Children’s sinuses don’t fully develop until they are teenagers, making them more prone to sinus infections than adults. These may be difficult to diagnose since sinusitis symptoms are identical to those found in other conditions such as colds and allergies.
Sinusitis Causes in Children
Sinusitis occurs when the tissues lining the sinuses become swollen and inflamed, interfering with mucus’ drainage. It is usually caused by a cold or allergies but can also occur due to structural abnormalities like nasal polyps or a deviated septum, injuries to the face, or immune system disorders.
What Are Symptoms of Sinusitis?
Symptoms of sinusitis in children mimic those of the common cold. They include irritability, runny nose, congestion, sore throat, cough, postnasal drip, facial pressure and swelling, headache, fever, fatigue, loss of smell and taste, and a thick yellow-green nasal discharge.

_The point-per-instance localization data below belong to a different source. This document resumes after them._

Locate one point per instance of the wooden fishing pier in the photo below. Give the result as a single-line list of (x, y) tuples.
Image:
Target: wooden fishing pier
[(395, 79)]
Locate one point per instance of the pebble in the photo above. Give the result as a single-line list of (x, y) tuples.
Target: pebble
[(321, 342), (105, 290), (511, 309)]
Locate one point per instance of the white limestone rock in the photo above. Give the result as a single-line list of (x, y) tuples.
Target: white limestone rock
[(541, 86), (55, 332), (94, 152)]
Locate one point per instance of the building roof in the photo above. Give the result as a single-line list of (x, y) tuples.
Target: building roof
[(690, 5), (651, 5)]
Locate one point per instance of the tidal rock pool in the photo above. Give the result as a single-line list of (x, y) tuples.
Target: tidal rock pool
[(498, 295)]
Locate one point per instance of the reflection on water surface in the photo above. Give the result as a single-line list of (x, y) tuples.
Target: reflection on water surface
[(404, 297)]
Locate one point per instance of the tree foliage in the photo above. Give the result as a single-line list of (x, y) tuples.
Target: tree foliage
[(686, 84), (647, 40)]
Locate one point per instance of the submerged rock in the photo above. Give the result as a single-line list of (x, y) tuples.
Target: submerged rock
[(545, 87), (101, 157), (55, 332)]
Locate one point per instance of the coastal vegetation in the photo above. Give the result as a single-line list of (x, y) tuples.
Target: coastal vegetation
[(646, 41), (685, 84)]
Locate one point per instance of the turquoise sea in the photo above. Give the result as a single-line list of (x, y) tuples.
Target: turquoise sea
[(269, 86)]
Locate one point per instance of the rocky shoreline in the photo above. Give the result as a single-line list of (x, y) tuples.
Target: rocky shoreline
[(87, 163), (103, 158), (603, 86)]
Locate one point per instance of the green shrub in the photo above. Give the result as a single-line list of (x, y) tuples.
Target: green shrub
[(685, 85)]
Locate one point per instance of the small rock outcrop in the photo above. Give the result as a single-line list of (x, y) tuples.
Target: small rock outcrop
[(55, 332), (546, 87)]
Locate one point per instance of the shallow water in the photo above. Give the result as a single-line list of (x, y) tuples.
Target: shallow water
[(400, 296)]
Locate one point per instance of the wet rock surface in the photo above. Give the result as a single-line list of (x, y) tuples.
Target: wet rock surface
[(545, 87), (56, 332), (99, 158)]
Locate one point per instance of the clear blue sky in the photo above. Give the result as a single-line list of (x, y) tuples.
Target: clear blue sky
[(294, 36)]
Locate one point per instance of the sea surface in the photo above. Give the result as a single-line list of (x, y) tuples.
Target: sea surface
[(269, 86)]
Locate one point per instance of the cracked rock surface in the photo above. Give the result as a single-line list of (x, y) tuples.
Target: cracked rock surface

When sinusitis is the culprit, symptoms usually persist longer than a week to ten days, the typical duration of a cold.
What Are the Most Common Causes?
Children exposed to tobacco smoke, who suffer from allergies, attend daycare or preschool, and experience acid reflux are more prone to developing sinusitis.
How is the Condition Diagnosed?
Your child’s doctor or an ENT specialist will examine the ears, nose, and throat, and may order a CT scan to look for physical obstructions of the sinuses, to confirm a diagnosis of sinusitis.
Treating Sinusitis in Children
Treatment depends on whether the condition is acute (short-term) or chronic (lasting 12 weeks or longer). Acute cases can be treated with antibiotics and nasal decongestants or saline sprays or drops. Symptoms should improve after a few days of treatment, but the full course of antibiotics (if prescribed) must be taken to prevent the sinus infection from returning.
Chronic sinusitis is more serious and requires a long-term medical or surgical solution. You should make an appointment with an otolaryngologist to determine the best option for treatment.